Later that night, after everyone had gone to sleep, I awoke to a loud rustling. I looked down by my feet to see my mother fidgeting with the zipper.
"We got washed out over there," she says, exasperated. "Help me get this damn zipper."
I play like I am sleeping, but she grabs my foot through the tent and pulls on it to wake me. I resign, sit up, and open the zipper, and my Mom settles in the middle of the tent, pushing me into the tent wall.
"Goodnight," she says.
The next morning I wake up to the sound of Scarlette's battery-operated coffee grinder. She insists on drinking only fresh coffee regardless of her location. This seems ridiculous: me with my bright, yellow plastic record player and my sister with her black Krupp's battery-operated bean grinder. I sit at the picnic table, drinking my coffee and listening to the constant ocean sounds.
Scarlette looks exhausted.
"I slept next to the fire in the lawn chair," her smoker's voice grates.
She is wearing her usual all black-and-white attire, her platinum bleached hair sticking out of the back of her black ballcap. The big and fancy "pee" tent is airing dry on a tree limb. After coffee we gather our things and drag them all to the beach nearby. Ethan looks well rested and saunters in front of us, enthusiastic and barefoot.

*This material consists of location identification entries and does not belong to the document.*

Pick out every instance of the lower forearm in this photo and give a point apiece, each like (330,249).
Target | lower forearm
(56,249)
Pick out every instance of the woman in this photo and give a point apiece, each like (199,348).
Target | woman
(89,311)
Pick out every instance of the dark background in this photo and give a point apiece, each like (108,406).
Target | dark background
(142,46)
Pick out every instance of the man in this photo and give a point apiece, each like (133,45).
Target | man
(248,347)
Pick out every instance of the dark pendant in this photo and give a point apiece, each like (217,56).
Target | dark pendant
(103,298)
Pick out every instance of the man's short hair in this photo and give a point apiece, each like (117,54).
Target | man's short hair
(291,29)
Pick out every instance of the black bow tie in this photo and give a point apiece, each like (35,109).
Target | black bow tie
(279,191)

His feet are fat and round. Scarlette calls them "filet mignon feet." Scarlette pays attention to feet. The R&B group En Vogue, popular in the 90s, had "Daisy Duck feet." My mother has "engine feet" because they are so calloused.

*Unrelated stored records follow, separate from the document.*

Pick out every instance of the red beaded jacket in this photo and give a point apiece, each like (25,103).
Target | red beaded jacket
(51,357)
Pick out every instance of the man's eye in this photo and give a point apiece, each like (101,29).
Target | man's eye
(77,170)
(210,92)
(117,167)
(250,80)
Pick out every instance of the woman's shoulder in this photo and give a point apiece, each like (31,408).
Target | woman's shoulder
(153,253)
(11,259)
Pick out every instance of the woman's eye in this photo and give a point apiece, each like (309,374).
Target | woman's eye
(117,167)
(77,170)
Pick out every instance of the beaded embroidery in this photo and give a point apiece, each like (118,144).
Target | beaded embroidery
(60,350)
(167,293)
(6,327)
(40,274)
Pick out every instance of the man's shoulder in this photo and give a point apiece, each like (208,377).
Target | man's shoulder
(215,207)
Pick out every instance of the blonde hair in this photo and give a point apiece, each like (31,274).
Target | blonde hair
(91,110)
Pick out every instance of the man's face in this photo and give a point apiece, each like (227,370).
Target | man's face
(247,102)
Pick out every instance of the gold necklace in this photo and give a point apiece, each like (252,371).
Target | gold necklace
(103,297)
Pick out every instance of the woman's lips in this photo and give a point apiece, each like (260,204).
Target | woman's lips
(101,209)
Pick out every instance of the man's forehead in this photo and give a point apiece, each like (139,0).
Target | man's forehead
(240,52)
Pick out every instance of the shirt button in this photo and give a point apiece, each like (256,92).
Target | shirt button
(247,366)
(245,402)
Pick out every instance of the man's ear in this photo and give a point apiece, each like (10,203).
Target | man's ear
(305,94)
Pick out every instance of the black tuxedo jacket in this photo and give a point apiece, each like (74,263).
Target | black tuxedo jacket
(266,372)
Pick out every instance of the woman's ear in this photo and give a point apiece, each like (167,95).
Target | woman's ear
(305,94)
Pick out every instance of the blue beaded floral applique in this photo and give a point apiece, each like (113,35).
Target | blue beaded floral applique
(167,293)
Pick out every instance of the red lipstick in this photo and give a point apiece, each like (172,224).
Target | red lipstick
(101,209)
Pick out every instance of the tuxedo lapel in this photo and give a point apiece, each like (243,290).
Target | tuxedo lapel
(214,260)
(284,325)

Scarlette yells at Ethan to slow down.
Katy and I are the pack mules of the group, obliged to haul all the chairs, baskets, and coolers. Once settled, I drag a reluctant Katy to the water. We get about ankle-deep and Katy says, "It's too damn cold."
"We'll get used to it: come on!"
I am super enthusiastic about swimming so she sees no point in putting up a fight. After walking out a bit the current pulls at us.
"There's a good undertow today," Katy remarks worriedly, like a seasoned Islander though she lives inland.
"Yeah. I better go get the buoys."
We swim/run back to our pile of junk where my mother is sitting under an umbrella reading a Dr. Seuss book with Ethan. Scarlette is on a lounge chair and I wave as I walk past.